Demolition and destitution

Following last month’s devastating demolition in Kibera, making way for a new road, it is estimated that over 30,000 people were made homeless. Even now, residents are struggling to come to terms with what has happened to their homes and their lives. Some are beginning to rebuild within Kibera whilst others have left for rural parts of Kenya where living costs are lower. For many, the idea of starting over is proving too much to contemplate. For those who’ve built a life in Kibera and then seen it torn down around them, the effects are devastating.
You can read more of the reaction on the BBC website at

The devastation of the demolition with people picking through the rubble

Leaving children behind

With the departure of so many to rural parts of Kenya, we’ve already seen the impact on families with children left behind in Kibera to salvage their education and hopes for the future. Twins Shadrack and Obed have already joined the residents of Future Stars, along with 13-year-old Emmanuel Oduor. This is not parents abandoning children. This is parents wanting the best for their children whilst also working to rebuild their own lives and potentially a new family home.

Grace Atieno

Grace’s story

Meet Grace Atieno.
Grace is 13 years old and an orphan. Until recently, she lived with her grandmother in Kibera. Unfortunately, their home was on the route of the new road and therefore subject to demolition and they lost almost everything they owned. Grace’s grandmother made the difficult decision to join those heading out of Nairobi and into rural areas of Kenya, knowing that she had little hope of funding a new start within Kibera as her advanced years make employment scarce.
With a lack of infrastructure and poor access to education in the villages, Grace’s grandmother arranged for her to remain in Kibera and to live with one of their former neighbours. Initially, this seemed like a good solution that allowed Grace to continue attending school.
Sadly, shortly after her grandmother left Kibera, Grace’s neighbour decided that the young girl would be very useful performing the cooking, cleaning, and childcare within the home. She declared that Grace would not be returning to school. Upon hearing this news, her grandmother was very distressed and asked the chief of her tribe for help.

Future Stars Rescue Centre

In consultation with Grace’s grandmother and the tribal chief, it was decided that Grace would come to live at Future Stars. At 13 years old, it is important that she be in school and not being exploited as a servant working only for her bed and board. So it was that, on August 22nd 2018, Grace Atieno joined the family of Future Stars and moved in with the other residential children. Once the holidays are over, she will also enter the primary school at the centre where she can continue her education.
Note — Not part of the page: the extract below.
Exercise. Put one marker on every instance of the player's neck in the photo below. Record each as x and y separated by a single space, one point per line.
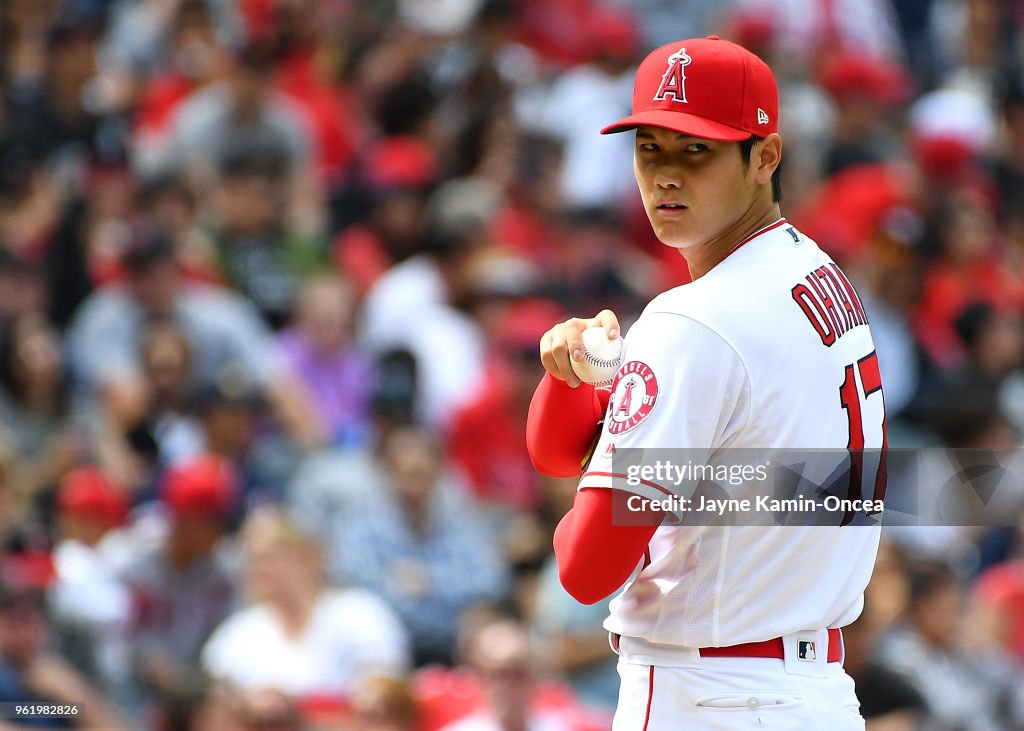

Grace with Mama Aggy on arrival

It’s not over

With stories like Grace’s now coming to light, it is apparent that there is a second wave of vulnerable children following the demolition work. The first wave were those who found themselves homeless and in immediate need of support – children like Shadrack, Obed, and Emmanuel. The second wave will be the more difficult to identify. Grace was supposedly left safely in the care of a neighbour. But, without intervention from a whole chain of people, she would have faced a very difficult future. Initially working without pay and with no access to education, it’s likely she would have escaped through marriage and motherhood whilst still a teenager.
With so many extra children suddenly in need of support, organisations throughout Kibera are finding themselves stretched to the limit. Thankfully, Future Stars has been able to help Grace and we hope that her story will have a happy ending. For now, we will be overjoyed if she thrives in her next chapter.